I get 31 W/s to bring the water to a boil from 30C in 90 min.



> > Since the ecats are not full, water will not flow out of them when
> > the pumps are turned on and turning them on only adds a volume flow
> > rate of 675L/h = .19 L/s, or 1.8 mL/s per module, which is a tiny
> > fraction of a per cent of the total volume flow rate. In fact, since
> > adding cool water will remove heat otherwise going into steam, the
> > total volume flow rate of steam stays the same (at 490 kW).
> > Therefore this increase in the temperature of the input reservoir
> > cannot correlate with the pump turning on as you describe.
>
> Water did not necessarily flow out directly.  I'd like to invoke the
> "water clog" theory (see my other post).

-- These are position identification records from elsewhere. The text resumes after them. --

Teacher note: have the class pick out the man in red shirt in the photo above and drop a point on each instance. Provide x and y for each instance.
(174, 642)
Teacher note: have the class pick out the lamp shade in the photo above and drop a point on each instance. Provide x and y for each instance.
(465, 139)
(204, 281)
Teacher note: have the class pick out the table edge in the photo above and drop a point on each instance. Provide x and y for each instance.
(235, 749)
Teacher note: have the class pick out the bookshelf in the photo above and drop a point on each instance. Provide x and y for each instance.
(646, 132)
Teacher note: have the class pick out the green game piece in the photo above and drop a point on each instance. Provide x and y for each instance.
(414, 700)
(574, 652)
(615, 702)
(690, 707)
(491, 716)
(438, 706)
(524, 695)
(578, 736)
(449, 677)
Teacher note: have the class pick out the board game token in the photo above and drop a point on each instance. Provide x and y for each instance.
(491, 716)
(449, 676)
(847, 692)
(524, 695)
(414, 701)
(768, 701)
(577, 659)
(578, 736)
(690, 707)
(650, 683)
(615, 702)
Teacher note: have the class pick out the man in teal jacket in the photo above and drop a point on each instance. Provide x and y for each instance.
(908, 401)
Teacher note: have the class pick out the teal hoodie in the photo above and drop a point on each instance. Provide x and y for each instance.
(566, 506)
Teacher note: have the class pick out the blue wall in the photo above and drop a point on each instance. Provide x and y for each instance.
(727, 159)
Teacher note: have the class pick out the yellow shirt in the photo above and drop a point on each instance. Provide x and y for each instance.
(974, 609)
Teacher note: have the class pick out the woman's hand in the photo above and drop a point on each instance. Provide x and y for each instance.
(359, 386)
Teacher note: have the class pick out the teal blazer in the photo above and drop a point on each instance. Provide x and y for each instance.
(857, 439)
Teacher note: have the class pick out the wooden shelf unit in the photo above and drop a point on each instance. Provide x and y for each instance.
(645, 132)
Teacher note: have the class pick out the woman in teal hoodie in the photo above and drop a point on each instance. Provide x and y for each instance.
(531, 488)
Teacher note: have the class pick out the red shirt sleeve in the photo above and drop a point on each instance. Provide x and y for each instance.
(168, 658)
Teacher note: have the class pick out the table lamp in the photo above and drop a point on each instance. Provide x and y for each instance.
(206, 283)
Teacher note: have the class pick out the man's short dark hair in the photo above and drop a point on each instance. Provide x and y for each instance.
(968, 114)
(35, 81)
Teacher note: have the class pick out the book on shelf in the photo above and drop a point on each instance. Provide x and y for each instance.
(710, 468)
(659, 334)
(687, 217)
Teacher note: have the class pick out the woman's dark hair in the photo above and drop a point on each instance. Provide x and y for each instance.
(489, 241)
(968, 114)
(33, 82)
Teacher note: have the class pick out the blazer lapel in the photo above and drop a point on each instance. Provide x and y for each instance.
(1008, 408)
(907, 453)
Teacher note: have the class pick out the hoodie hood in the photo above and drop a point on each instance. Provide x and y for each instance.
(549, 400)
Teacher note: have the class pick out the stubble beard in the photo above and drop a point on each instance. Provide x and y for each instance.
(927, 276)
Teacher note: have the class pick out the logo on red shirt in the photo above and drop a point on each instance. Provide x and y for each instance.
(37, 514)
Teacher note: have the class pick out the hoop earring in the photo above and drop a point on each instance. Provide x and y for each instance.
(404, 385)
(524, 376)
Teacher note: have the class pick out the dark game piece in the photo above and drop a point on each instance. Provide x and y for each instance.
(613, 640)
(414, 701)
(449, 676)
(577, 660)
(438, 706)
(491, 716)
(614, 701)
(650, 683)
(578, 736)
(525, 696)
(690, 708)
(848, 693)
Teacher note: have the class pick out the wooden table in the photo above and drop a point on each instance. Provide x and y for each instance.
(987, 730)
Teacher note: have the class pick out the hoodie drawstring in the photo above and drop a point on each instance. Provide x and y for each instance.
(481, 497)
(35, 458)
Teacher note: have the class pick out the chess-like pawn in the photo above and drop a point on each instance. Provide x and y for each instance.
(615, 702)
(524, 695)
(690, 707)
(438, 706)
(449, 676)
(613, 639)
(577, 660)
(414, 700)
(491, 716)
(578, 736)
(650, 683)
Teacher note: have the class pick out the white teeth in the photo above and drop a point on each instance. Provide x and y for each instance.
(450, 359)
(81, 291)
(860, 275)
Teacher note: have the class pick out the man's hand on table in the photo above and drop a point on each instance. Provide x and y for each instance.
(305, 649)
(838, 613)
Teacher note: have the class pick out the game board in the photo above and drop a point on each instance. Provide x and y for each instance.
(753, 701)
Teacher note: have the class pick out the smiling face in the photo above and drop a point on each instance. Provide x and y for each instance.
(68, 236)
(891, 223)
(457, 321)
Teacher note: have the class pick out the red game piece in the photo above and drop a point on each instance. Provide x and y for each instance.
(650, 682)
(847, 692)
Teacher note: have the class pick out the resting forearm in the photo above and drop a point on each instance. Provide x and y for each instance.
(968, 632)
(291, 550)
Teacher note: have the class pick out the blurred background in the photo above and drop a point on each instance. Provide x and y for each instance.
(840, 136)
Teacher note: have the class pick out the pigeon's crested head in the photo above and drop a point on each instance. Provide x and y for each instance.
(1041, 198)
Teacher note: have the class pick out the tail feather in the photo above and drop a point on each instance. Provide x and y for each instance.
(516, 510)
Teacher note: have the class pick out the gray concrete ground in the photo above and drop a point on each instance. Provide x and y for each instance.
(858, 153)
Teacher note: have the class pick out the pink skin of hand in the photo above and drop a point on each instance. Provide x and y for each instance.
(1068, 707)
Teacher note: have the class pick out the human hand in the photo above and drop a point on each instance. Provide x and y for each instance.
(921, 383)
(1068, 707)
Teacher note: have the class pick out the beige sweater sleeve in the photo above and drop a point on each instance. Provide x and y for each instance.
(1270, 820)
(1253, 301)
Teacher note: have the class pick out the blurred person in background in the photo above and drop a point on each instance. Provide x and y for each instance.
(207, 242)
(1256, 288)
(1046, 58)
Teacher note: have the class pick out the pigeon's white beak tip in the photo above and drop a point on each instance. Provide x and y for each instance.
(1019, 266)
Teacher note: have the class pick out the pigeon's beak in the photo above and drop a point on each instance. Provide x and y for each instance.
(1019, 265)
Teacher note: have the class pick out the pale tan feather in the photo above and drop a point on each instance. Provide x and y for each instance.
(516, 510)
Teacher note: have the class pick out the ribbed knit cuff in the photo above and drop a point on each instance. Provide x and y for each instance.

Sorry, this makes no sense to me. If the output power is 470 kW, the steam
flow rate does not change when the pumps are turned on. That would mean the
steam production rate would exactly match the input flow rate, and the
level would remain constant. And your clog theory doesn't hold water. After
the heat exchanger, there is only liquid, all the time. It is forced into
the reservoir by the continuous pressure behind it (that produces a bp of
105C). What do you think it is blown out with? Steam doesn't get through
the exchanger, and if it did, and there were no clog, the temperature would
increase much faster.


> > Finally, Rossi and his engineer claim a constant input flow rate for
> > the full 5.5 hours, and this is not an assumption about which they
> > could be reasonably be mistaken (like the output flow rate, or the
> > effectiveness of their trap).
>
> They don't explicitly claim that.
>
> They manifestly computed the flow rate of 675.6 l/h by dividing 3716 l
> by 5.5 h, because they state that the regulated flow rate is 700 l (2
> x 350 l/h).
>

They don't measure the total volume (how could they, if they are mixing the
input and output, and adding water from the mains, and the total volume
exceeds the size of the reservoirs), so the total volume is calculated from
the measured flow rate. The report says that the "water *flow rate* has
been measured by a scaled reservoir and a chronograph all the times that
the Customer's consultant has deemed appropriate." It's not obvious what
that means, whether they periodically measure the change in an input
reservoir weight for a known time (with inputs off), or whether they
briefly divert the output of the pump to a scaled reservoir periodically,
but it is clear they periodically measure the flow rate. Rossi said
somewhere (although not in the report, probably on his site) that the
engineer brought his own flow rate meters and measured the flow with
those. The 700 L/h is likely the nominal setting, and the 675 is the
measured flow.


>
> So far I haven't found anything significantly wrong with the 1 MW
> demo.


Well, you have to construct an elaborate, implausible scenario that
contradicts Rossi's report to make it fit the energy claim, which, even if
it made sense, doesn't exclude far simpler scenarios that fit the
measurements, but not the energy claims. That's what's wrong with it.